Truth-Versus-Error and Truth-Plus-Error

Whether you write fiction or nonfiction, understand your choices involving truth and error in human characters and in human beliefs. Consider a balance between extremes, not to ever compromise the truth but to perceive and elucidate, sometimes separate and label, the truths and errors that sometimes cause conflict between opposing camps, including conflicts between opposing human philosophies.

How refreshing to enjoy a family movie in which most of the characters are reasonably human! That balance generally comes not from the acting talent: The script writer created that balance. Compare that with a movie in which each character is firmly entrenched in one of two camps: bad guys who want to destroy the universe versus good guys who want to save it.

But bad-versus-good (which can be considered a version of “truth-versus-error”), has a competitor, in nonfiction writing in particular: competition between philosophical camps in which both sides have a mixture of truth and error. I write from experience, for both of my books relate to a contest of philosophies in American culture, and both philosophies have a mixture of truth and error.

Before delving into details about my own writings, consider what every LDS author should know about “bulverism,” a word invented by C. S. Lewis. Wikipedia quotes him thus:

You must show that a man is wrong before you start explaining why he is wrong. [Lewis recognized that as proper and that what follows is wrong.] The modern method is to assume without discussion that he is wrong and then distract his attention from this (the only real issue) by busily explaining how he became so silly.

Perhaps you have never been guilty of commiting bulverism yourself; but what if you become a victim of someone else’s bulverism? Become aware of this problem, this faulty unfair approach that avoids reasoning, and when you become a victim don’t retaliate with your own bulverism but stear back to reasoning. Plow into the subject itself, straight into it, without questioning your opponents motivations or intelligence or qualifications. At the end of the field, after finishing that straight furrow, you might take a few seconds or so to chase away the rat that’s trying to make a nest in your field; never before finishing a furrow.

I write nonfiction cryptozoology books.

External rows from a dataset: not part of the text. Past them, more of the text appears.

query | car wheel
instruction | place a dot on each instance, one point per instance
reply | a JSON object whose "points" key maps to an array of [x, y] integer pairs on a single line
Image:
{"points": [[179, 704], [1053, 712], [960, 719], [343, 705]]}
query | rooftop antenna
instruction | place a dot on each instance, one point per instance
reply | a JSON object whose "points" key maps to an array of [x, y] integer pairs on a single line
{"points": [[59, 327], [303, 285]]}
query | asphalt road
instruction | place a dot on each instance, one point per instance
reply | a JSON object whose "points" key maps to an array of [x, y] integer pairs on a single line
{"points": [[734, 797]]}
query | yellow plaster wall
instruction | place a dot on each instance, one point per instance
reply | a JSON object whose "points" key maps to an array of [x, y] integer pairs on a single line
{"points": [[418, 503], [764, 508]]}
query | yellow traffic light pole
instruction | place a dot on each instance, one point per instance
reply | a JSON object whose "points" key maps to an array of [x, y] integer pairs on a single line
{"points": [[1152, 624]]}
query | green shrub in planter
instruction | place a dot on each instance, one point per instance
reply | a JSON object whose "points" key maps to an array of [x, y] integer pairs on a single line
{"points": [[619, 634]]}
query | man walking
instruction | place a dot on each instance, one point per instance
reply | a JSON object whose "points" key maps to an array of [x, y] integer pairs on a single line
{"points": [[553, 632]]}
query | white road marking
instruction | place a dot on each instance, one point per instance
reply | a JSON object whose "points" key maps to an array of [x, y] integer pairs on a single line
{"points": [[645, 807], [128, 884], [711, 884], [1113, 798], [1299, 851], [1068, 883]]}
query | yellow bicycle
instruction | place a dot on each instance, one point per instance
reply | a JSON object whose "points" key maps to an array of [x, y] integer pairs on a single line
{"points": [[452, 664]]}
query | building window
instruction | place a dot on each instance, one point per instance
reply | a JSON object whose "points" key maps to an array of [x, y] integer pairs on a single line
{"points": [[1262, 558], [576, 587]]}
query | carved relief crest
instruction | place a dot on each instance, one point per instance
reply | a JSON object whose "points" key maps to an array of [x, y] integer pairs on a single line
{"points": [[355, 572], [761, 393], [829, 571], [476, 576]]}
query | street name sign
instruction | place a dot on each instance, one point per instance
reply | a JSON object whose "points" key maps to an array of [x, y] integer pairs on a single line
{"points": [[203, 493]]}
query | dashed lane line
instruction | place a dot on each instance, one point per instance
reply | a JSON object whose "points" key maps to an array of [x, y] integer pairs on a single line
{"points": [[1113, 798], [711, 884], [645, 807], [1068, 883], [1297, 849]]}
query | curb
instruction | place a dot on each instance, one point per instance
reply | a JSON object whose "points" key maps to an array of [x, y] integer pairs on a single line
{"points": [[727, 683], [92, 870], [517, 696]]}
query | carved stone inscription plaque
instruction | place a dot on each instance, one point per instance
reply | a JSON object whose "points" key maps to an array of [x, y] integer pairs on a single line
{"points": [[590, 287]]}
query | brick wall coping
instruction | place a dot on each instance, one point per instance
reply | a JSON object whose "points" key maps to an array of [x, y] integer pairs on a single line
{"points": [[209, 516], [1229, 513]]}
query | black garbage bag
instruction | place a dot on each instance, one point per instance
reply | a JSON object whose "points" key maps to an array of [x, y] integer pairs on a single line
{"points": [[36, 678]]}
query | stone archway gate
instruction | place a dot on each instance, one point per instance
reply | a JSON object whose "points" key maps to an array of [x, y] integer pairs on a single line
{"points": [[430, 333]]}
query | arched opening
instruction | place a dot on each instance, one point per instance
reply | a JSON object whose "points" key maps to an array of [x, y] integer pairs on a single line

I rarely mention Loch Ness or Bigfoot, for I specialize in eyewitness accounts of apparent living pterosaurs. I know that’s abscure, having written two books to become the world’s most prolific writer on the subject. Truth-plus-error has become an important part of my approach, for most of my associates in living-pterosaur investigations are Young Earth Creationists, believing the universe to be not much older than six thousand years. I strongly support the truths they recognize in the Bible, including the beginning of the human family with Adam and Eve; I do not support the idea of a young universe. Writing sometimes requires delicate balancing.